Когда приходит другой с бородой, как у Маркса, если бы он не чесался ни разу, в разные стороны клочья, и будет умничать – вянешь, в ответ вставляешь насмешки – он не обидится, будет доказывать дальше смесь его истин-находок под христианской подливкой. Глаза его за бронестеклами толстых очков, очень растерянно, порой моргают. Тут твоя птица завоет – опустить голову между колен – то ли рыдать, а то ли чтоб материться. А его птица значительно больше – черно-коричнева и шоколодна, как шляпы «белых» грибов, взмахи ее много шире – так, что вбирают весь воздух, ты задыхаешься, стонешь. Светлое на глубине его шире – ты в него входишь, как в рай – все внутри обетованно. Оно готово обнять этот мир, мир, как паршивый котенок, не хочет, но птица его прощает. Она все машет и машет, а ты киваешь. Даль раскрывается невероятна, «а вдоль дороги» – они – «с косами» – идиотизмы. Как-то другие из наших гостей ночью гуляли по улице возле забора, он подошел к ним, шурша в темноте по траве, и поздоровался – он был в плаще с капюшоном, с косой, тем стало дурно. Он, как и первый, чего-то принес – лук и чеснок прямо с грядок – он нам не нужен, ну а не взять – неудобно. Жена дает ему в миске еду – поверх очков, поднеся ее к носу, он все рассмотрит. Нельзя селедку есть в пост – ее салат забракован. А птица счастья летит, унося его вверх – и мир огромен. Причем в свои пятьдесят, кажется, он не проработал ни года нигде постоянно – как такой полный, не ясно. Вчера «вкусняшка» его уползла – он так хотел съесть медянку, что поселилась под бочкой – не дождалась конца поста. Так как сиденье низко, есть только лицо, его колени и ступни. Он в офигенных его сапогах прошел леса и болота – его огромные белые пальцы на светлом ковре, ногти на них расслоились.

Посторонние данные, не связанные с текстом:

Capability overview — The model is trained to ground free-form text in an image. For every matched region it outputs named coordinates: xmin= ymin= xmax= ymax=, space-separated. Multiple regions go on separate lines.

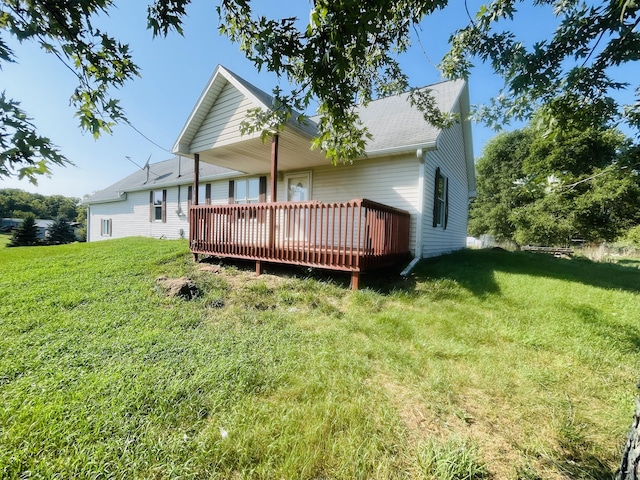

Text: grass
xmin=0 ymin=233 xmax=11 ymax=249
xmin=0 ymin=239 xmax=640 ymax=480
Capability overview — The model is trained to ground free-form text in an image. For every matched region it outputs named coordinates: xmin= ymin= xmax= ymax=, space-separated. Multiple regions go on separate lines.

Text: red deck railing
xmin=189 ymin=199 xmax=410 ymax=284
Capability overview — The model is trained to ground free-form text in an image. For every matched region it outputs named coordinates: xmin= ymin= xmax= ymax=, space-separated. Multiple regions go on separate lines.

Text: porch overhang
xmin=175 ymin=129 xmax=329 ymax=175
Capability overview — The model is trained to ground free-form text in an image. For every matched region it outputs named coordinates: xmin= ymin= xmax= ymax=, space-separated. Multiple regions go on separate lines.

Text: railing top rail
xmin=191 ymin=198 xmax=410 ymax=217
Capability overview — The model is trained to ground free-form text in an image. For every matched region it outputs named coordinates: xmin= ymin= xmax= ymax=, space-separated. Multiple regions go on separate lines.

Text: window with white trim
xmin=433 ymin=167 xmax=449 ymax=229
xmin=150 ymin=190 xmax=167 ymax=222
xmin=100 ymin=218 xmax=111 ymax=237
xmin=233 ymin=178 xmax=260 ymax=203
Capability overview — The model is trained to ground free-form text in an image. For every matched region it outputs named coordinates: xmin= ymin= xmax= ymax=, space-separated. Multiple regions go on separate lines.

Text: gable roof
xmin=357 ymin=80 xmax=468 ymax=156
xmin=83 ymin=156 xmax=238 ymax=205
xmin=172 ymin=65 xmax=316 ymax=155
xmin=173 ymin=65 xmax=473 ymax=179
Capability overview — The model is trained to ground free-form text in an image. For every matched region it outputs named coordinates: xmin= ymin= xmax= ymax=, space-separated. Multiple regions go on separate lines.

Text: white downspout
xmin=400 ymin=148 xmax=427 ymax=277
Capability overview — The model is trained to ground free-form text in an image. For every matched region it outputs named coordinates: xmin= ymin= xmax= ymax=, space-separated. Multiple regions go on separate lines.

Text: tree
xmin=0 ymin=0 xmax=138 ymax=183
xmin=47 ymin=217 xmax=76 ymax=245
xmin=469 ymin=129 xmax=534 ymax=241
xmin=442 ymin=0 xmax=640 ymax=135
xmin=0 ymin=0 xmax=640 ymax=181
xmin=7 ymin=215 xmax=40 ymax=247
xmin=0 ymin=188 xmax=80 ymax=221
xmin=469 ymin=127 xmax=640 ymax=245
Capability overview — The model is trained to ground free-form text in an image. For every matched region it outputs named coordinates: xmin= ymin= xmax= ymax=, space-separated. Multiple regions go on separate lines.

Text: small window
xmin=100 ymin=218 xmax=111 ymax=237
xmin=433 ymin=167 xmax=449 ymax=229
xmin=149 ymin=190 xmax=167 ymax=222
xmin=234 ymin=178 xmax=260 ymax=203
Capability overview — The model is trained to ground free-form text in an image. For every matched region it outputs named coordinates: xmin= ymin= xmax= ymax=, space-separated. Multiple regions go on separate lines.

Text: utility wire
xmin=413 ymin=23 xmax=442 ymax=75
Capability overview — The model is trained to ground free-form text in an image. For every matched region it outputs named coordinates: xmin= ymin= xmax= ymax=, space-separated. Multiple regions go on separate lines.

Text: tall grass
xmin=0 ymin=239 xmax=640 ymax=479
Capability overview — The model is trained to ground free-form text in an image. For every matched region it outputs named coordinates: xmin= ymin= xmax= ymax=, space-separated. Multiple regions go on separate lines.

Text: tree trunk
xmin=616 ymin=384 xmax=640 ymax=480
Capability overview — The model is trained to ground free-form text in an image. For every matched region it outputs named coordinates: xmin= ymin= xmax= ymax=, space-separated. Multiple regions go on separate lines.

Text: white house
xmin=84 ymin=156 xmax=239 ymax=242
xmin=85 ymin=66 xmax=475 ymax=282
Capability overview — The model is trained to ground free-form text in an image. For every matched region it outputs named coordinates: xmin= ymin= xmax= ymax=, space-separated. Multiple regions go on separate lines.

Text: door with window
xmin=285 ymin=172 xmax=311 ymax=241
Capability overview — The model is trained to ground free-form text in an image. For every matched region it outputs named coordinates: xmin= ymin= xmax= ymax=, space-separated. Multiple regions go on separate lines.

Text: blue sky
xmin=0 ymin=0 xmax=632 ymax=197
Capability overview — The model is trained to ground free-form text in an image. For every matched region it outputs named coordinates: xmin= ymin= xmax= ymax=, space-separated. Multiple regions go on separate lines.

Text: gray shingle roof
xmin=358 ymin=80 xmax=465 ymax=154
xmin=83 ymin=156 xmax=238 ymax=204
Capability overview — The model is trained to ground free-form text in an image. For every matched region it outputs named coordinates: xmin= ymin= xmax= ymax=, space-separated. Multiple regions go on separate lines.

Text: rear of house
xmin=86 ymin=66 xmax=475 ymax=282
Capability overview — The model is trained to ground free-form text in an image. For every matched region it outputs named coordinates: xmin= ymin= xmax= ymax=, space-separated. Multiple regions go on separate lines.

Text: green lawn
xmin=0 ymin=233 xmax=11 ymax=249
xmin=0 ymin=239 xmax=640 ymax=480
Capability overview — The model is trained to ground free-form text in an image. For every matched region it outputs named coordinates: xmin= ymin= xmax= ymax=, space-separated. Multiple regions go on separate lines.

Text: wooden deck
xmin=189 ymin=199 xmax=410 ymax=288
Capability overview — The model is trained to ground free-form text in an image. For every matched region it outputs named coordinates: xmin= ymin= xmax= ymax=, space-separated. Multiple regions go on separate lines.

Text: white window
xmin=233 ymin=178 xmax=260 ymax=203
xmin=433 ymin=167 xmax=449 ymax=229
xmin=151 ymin=190 xmax=164 ymax=222
xmin=100 ymin=218 xmax=111 ymax=237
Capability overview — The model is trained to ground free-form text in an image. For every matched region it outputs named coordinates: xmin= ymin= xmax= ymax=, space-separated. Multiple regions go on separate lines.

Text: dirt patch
xmin=378 ymin=375 xmax=523 ymax=480
xmin=156 ymin=276 xmax=200 ymax=300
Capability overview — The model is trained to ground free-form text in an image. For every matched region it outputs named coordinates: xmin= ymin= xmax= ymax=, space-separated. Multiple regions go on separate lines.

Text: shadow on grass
xmin=415 ymin=250 xmax=640 ymax=297
xmin=201 ymin=249 xmax=640 ymax=297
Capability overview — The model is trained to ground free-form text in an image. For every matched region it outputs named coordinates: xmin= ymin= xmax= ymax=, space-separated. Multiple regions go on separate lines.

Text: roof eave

Третий – с лицом Маяковского раньше, теперь сухой, чуть сутул, и как бы стал ниже ростом – он отдал жизнь только этим местам, лицо его от загара стало оранжево-темным, на нем седая щетина. Но за его пропеченным на солнце лицом кроются двое – рациональный мужик и просто добрый ребенок. Если взглянуть в него глубже, мне нравится цвет, тоже коричневый, красный, но с золотистым оттенком. У него два слоя крыльев – одни совсем небольшие, как плащ, внутри которого цвет и свечение, внешние – черные, полупрозрачны, и закрывают полнеба. За счет совсем небольшого пространства внутри кажется – он, будто мышь, сосредоточен на чем-то. Но, когда он распрямится, он видит дальше. Мы говорим с ним предельно конкретно, потом молчим, все спокойно.
Они не очень-то любят друг друга, и если здесь собираются вместе, то кто-то сердится, спорят. Каждый живет в своей сказке, не понимая, что даже она тоже включается в сборник его обыденной частью, и эта «книга всего бытия» – лишь расписание для птиц, а не чудо.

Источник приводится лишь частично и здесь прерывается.